Martin then told me, after going through the Nurnburg Laws for maybe the tenth time in my life, revisiting all the refinements, about Victor Klemperer's wife who was not Jewish. They had to decide what to do as a mixed couple. Frau Klemperer organized with the many other wives, since these marriages had been ordinarily very common throughout metropolitan Germany, and held a rally and public demonstration that was just astounding and a revelation to the Nazi authorities who backtracked for quite awhile although imposing stringent regulations of what Jews could do or not do, have or not have, in a household of a mixed relationship.
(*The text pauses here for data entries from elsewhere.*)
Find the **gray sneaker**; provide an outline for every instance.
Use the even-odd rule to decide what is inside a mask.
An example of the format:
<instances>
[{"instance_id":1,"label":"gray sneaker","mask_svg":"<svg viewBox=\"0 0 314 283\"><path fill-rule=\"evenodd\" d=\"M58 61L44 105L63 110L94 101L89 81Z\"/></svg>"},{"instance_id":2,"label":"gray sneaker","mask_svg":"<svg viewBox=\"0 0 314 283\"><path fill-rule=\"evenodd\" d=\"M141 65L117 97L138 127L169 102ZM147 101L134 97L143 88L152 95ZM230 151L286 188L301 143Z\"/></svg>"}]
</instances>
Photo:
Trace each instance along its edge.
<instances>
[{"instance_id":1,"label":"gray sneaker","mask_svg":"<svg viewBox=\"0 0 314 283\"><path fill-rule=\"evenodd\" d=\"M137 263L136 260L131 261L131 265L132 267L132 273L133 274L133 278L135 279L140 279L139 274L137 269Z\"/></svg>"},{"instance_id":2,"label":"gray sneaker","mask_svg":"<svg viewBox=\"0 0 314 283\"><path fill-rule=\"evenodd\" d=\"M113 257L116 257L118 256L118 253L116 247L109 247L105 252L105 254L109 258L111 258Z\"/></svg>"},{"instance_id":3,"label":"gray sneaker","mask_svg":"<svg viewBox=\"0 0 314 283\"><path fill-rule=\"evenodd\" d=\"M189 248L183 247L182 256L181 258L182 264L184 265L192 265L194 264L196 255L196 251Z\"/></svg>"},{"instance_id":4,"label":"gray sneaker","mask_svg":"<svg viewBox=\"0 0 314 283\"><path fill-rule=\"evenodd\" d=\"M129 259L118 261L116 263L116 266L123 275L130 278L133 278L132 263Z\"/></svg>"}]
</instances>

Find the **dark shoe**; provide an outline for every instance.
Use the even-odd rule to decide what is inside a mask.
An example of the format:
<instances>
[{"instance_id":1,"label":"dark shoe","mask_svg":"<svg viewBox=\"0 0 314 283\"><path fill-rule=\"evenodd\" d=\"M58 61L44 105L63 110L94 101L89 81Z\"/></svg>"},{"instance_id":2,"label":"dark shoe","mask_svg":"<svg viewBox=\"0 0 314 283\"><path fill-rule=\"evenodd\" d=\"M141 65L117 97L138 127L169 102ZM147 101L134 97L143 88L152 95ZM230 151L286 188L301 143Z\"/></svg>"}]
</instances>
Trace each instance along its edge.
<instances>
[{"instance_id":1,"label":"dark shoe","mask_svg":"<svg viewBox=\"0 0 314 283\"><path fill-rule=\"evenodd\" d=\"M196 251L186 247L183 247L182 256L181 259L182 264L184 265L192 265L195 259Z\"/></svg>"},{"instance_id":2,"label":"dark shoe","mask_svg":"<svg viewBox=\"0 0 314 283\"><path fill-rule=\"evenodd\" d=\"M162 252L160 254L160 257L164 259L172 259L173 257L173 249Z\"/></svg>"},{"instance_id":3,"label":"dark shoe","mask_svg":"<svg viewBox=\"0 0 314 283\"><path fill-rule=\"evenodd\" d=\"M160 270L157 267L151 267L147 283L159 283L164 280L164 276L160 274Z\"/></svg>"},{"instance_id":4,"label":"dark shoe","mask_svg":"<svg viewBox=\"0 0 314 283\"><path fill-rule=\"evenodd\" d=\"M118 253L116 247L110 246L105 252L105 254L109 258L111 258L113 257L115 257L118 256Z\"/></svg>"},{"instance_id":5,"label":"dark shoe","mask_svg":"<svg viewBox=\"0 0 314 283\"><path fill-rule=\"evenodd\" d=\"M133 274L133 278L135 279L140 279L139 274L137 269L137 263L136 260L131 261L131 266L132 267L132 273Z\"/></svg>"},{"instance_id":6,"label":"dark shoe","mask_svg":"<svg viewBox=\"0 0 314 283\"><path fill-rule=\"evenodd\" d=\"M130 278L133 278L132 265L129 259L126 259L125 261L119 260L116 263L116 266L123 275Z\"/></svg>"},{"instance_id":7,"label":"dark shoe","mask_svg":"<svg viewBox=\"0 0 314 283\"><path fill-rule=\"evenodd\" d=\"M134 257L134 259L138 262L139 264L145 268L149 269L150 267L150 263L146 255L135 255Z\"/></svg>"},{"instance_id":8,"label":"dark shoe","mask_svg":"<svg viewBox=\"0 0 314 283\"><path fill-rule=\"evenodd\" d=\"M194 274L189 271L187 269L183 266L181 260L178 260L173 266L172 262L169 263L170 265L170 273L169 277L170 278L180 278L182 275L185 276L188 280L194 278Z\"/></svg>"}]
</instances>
Can you imagine not having a cat because you are not the same race as your spouse?
This however was just biding for time; the Nazis only abiding until things got much worse and did not develop how they intended it would.
The Modern Library through Random House Publishers put out the two volumes in paperback in 1999 but it took me another ten years because I didn't start reading the very small fine print of Victor Klemperer's diary or day-book (so he would not forget anything of the petty, picayune details over time)until three-quarters of a year ago when I had to sit for hours waiting for a friend having knee surgery to come out of the anesthetic and be wakeful enough to be taken home by a special taxi service for moving surgery patients.
There may be another format by now that might make it easier to read on line or by Kindle or listen on CD. I find that everything I am able to read in the fine tiny print of this edition brings to mind several dozens of things from the past, so that I stop to reflect and remember and interpret what it meant while we were having a normal American childhood during the Second World War.